There are a few main types of rectifiers:

Half-wave rectifier
Full-wave rectifier
Bridge rectifier
Peak rectifier

Wave rectifiers

Half-wave

For instance, say we have an input signal $v_{s} (t) = v_{p} cos (ω t + φ)$ , which is a purely AC signal (DC value is 0). Because of the unidirectional nature of the diode, we only conduct positive values of the input waveform. Our resulting output waveform has no negative components, and has a DC component now. The output signal is called a rectified signal. If we follow the constant voltage drop model of 0.7 V, the rectified signal won’t exactly follow the input signal (it has to pass the threshold). Some extra considerations: for the negative part of the signal, does the diode reach breakdown? If it does, we need to choose another diode. What about if we use the real model instead of CVD? We should just toss it into SPICE instead of hand-computing it.

Full-wave

The premise with the full-wave rectifier is that it seems wasteful to lose the negative components of the signal. We use a transformer to induce a voltage in a circuit with a centre tap: The idea is that there are two equal voltages with different polarities delivered to the diodes. While $v_{i}$ is positive, diode 1 will conduct but diode 2 won’t. While $v_{i}$ is negative, diode 2 will conduct and diode 1 won’t, producing the $v_{o}$ above. We essentially have conduction at all times.

Most rectifier applications use a full-wave. Note that we still have downtime because of threshold requirements.

Bridge rectifier

The bridge rectifier uses four diodes attached like below: For positive $v_{s} > 2 v_{D}$ , diodes 1/2 are on, while diodes 3/4 are off. Because of the nature of the voltage drop over $D_{1}$ , this also keeps $D_{3}$ and $D_{4}$ off. The opposite case keeps diodes 3/4 on.

This has the same output waveform as the full-wave rectifier. This comes down to the cost of diodes versus transformers. Diodes are cheap!

Peak rectifier

The peak rectifier is designed to store the peak value of $v_{i}$ . With an ideal diode, the capacitor will store charge following the input signal, then as $v_{i}$ goes negative, the capacitor has a greater polarity than $v_{i}$ , meaning the diode turns off and the capacitor is effectively isolated. It then dissipates some of that charge over the resistor. We usually use this circuit to detect the peaks in an input signal. A circuit with no resistor would hold the peak and have no drops. In practice, our load has a resistance, so this never occurs. We also design for a large time constant $τ = RC$ such that it approximates the no-resistor-circuit. With this, it’ll take a long time to discharge; worst case, a long delay also means a long charge-up time.

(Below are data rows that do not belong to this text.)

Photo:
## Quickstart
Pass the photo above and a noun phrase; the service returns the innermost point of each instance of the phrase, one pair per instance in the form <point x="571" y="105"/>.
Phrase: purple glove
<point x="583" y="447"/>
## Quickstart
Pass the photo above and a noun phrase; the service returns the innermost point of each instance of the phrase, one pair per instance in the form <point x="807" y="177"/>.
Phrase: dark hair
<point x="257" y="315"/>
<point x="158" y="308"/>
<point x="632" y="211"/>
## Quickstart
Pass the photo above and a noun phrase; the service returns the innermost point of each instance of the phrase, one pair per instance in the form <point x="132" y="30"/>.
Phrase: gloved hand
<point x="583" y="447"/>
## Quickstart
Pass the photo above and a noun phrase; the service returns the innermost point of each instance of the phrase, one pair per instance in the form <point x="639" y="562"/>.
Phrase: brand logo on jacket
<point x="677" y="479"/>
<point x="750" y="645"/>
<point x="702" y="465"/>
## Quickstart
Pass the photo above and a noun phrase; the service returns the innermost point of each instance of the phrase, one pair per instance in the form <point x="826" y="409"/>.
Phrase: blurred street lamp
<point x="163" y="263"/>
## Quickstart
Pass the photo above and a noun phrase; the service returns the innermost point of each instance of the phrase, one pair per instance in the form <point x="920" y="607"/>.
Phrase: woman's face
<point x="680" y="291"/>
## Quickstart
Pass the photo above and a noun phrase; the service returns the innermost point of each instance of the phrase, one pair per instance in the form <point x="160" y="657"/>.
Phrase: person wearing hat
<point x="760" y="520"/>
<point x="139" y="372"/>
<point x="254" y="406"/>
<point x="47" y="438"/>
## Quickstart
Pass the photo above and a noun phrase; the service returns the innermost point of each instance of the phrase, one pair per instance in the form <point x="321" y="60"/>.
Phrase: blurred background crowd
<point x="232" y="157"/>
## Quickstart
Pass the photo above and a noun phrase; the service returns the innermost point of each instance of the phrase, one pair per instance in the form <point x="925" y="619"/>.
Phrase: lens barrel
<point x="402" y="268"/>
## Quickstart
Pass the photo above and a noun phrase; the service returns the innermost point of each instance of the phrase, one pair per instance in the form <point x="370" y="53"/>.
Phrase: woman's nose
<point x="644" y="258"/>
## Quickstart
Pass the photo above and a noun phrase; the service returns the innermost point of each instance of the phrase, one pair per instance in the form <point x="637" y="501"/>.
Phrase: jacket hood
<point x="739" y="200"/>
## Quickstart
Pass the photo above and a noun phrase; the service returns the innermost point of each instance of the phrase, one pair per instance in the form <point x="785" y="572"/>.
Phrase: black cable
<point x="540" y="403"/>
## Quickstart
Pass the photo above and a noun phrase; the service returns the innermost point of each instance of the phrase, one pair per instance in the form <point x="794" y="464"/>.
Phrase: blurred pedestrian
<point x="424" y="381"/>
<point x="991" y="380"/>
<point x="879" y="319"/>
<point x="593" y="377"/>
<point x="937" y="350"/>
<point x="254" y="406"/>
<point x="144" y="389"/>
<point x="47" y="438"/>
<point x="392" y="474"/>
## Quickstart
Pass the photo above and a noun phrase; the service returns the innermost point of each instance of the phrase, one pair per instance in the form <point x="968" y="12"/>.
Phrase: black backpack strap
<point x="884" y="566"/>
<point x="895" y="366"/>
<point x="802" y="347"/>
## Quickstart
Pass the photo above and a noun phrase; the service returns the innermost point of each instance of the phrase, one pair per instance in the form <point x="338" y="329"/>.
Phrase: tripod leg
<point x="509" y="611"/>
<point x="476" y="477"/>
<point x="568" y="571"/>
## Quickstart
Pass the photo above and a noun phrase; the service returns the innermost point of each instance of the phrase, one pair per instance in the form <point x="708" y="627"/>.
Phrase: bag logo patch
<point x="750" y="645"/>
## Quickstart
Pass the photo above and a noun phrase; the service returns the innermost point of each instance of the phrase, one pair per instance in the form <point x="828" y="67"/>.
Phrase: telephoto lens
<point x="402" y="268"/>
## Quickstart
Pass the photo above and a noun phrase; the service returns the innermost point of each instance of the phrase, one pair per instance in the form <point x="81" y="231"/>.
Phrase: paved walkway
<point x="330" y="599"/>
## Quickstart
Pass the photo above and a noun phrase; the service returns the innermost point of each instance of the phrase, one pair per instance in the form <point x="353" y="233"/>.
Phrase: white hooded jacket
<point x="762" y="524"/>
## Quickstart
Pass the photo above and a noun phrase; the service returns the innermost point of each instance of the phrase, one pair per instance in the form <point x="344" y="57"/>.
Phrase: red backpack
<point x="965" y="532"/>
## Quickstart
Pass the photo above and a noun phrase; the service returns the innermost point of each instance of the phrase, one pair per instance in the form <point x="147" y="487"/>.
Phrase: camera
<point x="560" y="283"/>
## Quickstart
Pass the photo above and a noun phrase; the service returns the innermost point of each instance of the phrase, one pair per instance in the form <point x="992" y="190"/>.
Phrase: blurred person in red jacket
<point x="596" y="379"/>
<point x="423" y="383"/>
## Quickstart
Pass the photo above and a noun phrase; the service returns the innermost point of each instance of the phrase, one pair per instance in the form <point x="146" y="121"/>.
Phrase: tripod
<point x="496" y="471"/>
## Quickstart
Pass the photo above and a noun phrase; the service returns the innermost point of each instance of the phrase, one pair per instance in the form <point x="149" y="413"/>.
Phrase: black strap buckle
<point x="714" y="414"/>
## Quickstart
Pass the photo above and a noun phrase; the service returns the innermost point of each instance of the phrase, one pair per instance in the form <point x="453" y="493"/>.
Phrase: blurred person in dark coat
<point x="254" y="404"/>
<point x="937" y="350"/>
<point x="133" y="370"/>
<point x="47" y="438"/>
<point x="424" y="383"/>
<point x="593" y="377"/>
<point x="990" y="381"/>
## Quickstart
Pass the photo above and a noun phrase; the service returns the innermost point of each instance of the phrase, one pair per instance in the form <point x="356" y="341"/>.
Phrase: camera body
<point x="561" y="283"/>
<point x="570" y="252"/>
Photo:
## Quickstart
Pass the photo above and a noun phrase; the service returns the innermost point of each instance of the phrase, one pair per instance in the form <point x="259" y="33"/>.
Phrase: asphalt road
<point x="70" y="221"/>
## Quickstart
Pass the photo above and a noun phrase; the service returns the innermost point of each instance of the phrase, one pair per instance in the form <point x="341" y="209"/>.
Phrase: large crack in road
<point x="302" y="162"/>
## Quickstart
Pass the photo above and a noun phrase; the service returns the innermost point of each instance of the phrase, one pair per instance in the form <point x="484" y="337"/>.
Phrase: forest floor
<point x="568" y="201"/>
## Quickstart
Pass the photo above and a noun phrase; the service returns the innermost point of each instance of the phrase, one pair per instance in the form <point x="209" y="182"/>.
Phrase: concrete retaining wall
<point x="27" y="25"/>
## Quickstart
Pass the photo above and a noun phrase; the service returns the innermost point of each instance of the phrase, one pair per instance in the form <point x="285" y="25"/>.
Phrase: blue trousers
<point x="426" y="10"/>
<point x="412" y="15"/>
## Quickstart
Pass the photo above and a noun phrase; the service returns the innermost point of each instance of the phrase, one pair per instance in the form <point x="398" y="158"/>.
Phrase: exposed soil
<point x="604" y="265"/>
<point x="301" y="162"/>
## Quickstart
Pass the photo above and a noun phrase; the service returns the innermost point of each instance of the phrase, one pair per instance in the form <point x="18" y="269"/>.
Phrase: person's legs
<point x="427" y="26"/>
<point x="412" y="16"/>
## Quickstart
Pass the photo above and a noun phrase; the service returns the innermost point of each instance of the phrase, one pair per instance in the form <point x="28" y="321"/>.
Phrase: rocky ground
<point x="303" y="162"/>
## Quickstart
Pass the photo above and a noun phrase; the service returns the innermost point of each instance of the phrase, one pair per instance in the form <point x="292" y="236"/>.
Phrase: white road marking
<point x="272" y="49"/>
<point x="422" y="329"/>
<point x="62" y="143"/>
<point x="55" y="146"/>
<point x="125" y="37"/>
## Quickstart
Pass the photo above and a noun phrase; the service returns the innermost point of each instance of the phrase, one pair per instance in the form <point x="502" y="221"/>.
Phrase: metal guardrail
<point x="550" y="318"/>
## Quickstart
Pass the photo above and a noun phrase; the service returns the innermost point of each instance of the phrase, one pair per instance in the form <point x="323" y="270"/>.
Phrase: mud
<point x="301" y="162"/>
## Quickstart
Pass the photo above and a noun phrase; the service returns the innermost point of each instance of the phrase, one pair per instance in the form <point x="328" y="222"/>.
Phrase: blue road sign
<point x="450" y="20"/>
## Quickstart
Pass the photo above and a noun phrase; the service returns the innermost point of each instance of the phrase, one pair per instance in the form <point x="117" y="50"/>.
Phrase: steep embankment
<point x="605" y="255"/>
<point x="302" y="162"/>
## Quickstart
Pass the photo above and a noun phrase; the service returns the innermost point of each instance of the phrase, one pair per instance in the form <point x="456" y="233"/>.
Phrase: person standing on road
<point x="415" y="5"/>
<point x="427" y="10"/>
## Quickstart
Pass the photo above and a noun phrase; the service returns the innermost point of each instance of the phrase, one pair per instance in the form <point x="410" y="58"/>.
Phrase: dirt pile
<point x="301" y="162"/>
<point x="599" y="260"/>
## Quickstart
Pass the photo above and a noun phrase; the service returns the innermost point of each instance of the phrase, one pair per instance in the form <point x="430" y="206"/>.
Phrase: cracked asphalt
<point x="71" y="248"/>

The difference between the lowest point and peak is called the “ripple”, a deviation from the resulting DC value. We design to minimise the ripple:

v_{r} = \frac{v _{p}}{f CR}

where $v_{p}$ is the peak voltage, $f$ is the frequency. We assume $CR = τ >> T = \frac{1}{f}$ to get a small $v_{r}$ . $τ$ will change the specific shape of the output waveforms. All of this serves to approximate a DC power supply pretty well!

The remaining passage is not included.